We do have an ROCm bandwidth test utility, which could be used to see if the bridge is working. It's in the ROCm install.
$ rocm-bandwidth-test -t
or
For stress testing to, install rocm-bandwidth-test (i.e. yum install rocm-bandwidth-test) . It will allow you to test bandwidth between the GPUS:
/opt/rocm/bin/rocm-bandwidth-test ?
Supported arguments:
-h Prints the help screen
-q Query version of the test
-v Run the test in validation mode
-l Run test to collect Latency data
-c Time the operation using CPU Timers
-e Prints the list of ROCm devices enabled on platform
-i Initialize copy buffer with specified 'long double' pattern
-t Prints system topology and allocatable memory info
-m List of buffer sizes to use, specified in Megabytes
-b List devices to use in bidirectional copy operations
-s List of source devices to use in copy unidirectional operations
-d List of destination devices to use in unidirectional copy operations
-a Perform Unidirectional Copy involving all device combinations
-A Perform Bidirectional Copy involving all device combinations
NOTE: Mixing following options is illegal/unsupported
Case 1: rocm_bandwidth_test -a with {lm}{1,}
Case 2: rocm_bandwidth_test -b with {clv}{1,}
Case 3: rocm_bandwidth_test -A with {clmv}{1,}
Case 4: rocm_bandwidth_test -s x -d y with {lmv}{2,}
Another option:
Use rocm-smi (/opt/rocm/bin/rocm-smi) to show GPU topology and print information on how the GPUs are connected (PCIE or XGMI):
I.e.
rocm-smi --showtopo
…..
========================== Link Type between two GPUs ==========================
GPU0 GPU1 GPU2 GPU3 GPU4 GPU5
GPU0 0 PCIE PCIE PCIE PCIE PCIE
GPU1 PCIE 0 PCIE PCIE PCIE PCIE
GPU2 PCIE PCIE 0 PCIE PCIE PCIE
GPU3 PCIE PCIE PCIE 0 PCIE PCIE
GPU4 PCIE PCIE PCIE PCIE 0 PCIE
GPU5 PCIE PCIE PCIE PCIE PCIE 0
…
Regards,
Guy
Thanks for the asnwer Guy,
So, here is my problem:
The 2 MI100 without the bridge are seen by the system:
========================== Link Type between two GPUs ==========================
GPU0 GPU1
GPU0 0 PCIE
GPU1 PCIE 0
******************
Instead, If I connect them with the bridge then the system doesn't see them anymore at all.
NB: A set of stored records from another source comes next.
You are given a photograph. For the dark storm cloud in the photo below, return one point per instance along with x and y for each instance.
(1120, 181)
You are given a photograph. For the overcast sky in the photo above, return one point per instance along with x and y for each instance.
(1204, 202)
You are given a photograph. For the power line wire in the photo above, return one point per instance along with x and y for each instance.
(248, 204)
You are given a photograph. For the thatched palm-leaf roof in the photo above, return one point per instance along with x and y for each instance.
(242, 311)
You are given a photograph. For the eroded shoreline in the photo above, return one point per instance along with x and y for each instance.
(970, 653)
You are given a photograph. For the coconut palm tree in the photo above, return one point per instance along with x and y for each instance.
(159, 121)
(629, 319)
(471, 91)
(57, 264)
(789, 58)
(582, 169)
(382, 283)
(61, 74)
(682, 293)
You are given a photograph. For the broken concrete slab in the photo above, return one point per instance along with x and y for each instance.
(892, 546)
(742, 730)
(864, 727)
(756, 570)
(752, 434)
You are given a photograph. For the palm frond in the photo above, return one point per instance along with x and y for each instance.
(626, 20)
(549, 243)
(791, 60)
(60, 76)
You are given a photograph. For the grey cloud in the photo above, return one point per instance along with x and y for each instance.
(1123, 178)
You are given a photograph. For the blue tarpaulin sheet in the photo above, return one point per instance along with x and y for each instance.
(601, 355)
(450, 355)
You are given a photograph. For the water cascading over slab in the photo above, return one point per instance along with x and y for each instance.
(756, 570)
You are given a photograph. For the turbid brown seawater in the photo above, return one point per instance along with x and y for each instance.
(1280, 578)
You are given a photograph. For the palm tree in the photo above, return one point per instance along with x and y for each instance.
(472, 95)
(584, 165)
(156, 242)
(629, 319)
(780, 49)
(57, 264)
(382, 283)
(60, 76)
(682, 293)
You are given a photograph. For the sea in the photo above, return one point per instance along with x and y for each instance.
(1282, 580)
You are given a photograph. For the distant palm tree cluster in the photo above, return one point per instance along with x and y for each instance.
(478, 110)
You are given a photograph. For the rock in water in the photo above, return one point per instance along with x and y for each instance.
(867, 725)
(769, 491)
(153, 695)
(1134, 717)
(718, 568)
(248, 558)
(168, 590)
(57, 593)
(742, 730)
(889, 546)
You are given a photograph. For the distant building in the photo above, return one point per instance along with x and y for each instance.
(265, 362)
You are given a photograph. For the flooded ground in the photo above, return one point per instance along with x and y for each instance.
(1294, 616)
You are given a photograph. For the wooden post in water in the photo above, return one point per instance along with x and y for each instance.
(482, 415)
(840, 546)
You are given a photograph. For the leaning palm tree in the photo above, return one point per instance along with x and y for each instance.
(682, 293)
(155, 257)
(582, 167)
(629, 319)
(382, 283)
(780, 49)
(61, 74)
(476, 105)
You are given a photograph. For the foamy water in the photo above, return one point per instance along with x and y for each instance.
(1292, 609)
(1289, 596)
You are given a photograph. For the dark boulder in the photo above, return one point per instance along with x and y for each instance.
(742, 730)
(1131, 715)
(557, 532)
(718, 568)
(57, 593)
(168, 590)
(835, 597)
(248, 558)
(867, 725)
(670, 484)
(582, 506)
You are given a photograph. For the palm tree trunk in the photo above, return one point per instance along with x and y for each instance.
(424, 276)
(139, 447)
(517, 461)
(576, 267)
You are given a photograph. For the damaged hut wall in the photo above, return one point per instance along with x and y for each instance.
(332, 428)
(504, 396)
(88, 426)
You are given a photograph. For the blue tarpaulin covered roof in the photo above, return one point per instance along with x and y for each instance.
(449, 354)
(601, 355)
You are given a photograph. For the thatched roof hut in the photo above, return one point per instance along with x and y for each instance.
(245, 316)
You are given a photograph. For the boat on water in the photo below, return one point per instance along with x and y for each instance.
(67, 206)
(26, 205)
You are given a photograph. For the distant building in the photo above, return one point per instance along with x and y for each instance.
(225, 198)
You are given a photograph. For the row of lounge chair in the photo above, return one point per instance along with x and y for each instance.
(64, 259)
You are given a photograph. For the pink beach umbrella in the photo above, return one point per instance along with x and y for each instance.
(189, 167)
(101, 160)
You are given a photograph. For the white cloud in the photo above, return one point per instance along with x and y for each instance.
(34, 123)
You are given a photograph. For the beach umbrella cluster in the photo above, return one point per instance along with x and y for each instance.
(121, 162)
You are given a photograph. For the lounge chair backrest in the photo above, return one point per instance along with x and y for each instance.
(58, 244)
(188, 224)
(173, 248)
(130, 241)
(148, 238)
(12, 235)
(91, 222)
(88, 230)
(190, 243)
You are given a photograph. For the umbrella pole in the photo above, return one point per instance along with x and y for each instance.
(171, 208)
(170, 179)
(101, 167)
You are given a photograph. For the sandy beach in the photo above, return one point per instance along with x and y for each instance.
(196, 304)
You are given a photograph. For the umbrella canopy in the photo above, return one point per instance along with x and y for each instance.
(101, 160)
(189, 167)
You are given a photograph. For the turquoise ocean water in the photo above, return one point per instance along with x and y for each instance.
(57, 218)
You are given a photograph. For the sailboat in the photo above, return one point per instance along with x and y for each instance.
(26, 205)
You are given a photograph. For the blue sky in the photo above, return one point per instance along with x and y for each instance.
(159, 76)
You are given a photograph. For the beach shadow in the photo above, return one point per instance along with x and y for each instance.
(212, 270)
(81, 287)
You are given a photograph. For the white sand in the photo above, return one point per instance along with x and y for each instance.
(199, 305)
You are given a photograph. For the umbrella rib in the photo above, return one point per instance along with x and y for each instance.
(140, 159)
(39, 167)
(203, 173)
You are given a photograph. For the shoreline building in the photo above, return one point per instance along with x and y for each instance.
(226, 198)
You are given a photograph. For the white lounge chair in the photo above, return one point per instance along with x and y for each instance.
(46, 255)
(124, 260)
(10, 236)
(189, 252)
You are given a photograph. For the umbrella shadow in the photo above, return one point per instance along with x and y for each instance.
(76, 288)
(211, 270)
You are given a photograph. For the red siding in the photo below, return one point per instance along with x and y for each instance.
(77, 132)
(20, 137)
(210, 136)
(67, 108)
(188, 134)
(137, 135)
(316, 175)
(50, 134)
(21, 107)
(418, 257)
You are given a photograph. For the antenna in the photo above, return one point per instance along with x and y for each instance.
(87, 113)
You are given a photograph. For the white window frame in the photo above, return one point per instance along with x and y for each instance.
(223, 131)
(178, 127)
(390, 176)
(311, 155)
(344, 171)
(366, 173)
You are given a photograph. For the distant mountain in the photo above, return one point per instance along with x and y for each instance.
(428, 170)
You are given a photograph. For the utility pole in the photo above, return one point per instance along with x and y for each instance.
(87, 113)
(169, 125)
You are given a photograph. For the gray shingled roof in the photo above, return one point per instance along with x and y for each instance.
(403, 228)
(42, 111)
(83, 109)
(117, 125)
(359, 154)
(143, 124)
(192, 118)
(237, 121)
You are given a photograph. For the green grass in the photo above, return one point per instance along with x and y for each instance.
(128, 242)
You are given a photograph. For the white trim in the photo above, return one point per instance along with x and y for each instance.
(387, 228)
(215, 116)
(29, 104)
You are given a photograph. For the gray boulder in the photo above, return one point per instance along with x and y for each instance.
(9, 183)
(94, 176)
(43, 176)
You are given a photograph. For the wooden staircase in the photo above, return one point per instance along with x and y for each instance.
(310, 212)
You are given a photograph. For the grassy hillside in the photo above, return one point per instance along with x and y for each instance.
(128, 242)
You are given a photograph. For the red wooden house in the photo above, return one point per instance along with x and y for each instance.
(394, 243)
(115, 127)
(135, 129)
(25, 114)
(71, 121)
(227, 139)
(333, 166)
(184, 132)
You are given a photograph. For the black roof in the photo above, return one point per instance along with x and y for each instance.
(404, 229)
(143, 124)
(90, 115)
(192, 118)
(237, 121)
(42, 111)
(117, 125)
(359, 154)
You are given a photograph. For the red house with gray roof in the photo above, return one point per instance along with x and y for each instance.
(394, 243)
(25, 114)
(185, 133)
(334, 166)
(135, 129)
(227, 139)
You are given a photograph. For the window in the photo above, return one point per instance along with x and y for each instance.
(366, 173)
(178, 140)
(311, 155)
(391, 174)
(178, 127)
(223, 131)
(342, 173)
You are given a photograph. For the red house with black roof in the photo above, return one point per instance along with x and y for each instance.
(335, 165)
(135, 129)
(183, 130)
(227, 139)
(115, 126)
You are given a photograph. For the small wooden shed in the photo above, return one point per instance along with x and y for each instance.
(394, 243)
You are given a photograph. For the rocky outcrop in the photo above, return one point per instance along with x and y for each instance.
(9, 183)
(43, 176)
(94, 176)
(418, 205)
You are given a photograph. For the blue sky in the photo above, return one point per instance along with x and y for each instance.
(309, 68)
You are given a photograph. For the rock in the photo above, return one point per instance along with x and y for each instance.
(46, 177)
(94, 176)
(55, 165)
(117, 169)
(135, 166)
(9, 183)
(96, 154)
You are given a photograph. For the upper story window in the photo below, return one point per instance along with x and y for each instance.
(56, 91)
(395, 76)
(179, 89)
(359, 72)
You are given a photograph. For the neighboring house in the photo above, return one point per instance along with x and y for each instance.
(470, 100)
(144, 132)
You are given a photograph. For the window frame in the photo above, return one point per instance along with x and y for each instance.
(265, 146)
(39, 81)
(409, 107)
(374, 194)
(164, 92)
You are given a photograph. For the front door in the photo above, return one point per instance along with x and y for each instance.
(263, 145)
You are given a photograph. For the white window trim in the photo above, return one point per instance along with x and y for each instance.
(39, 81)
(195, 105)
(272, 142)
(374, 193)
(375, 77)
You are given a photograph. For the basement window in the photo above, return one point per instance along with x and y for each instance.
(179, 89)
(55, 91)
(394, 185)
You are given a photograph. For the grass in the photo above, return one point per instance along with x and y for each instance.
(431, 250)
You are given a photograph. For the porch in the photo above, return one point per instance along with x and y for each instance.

The bridge is a 4 slots bridge, but I have only 2 MI100.
Is it possible that having a 4 slots bridge for only 2 MI100 then it does not work?
regards
Hi,
Unfortunately, I did confirm the Infinity Fabric bridge card requires 4 GPUs and we do not have a bridge card for 2 GPU configurations. You would have to populate the other 2 GPUs for it to work.
Guy
what does the bridge do for them in terms of performance versus not using them if you did have 4?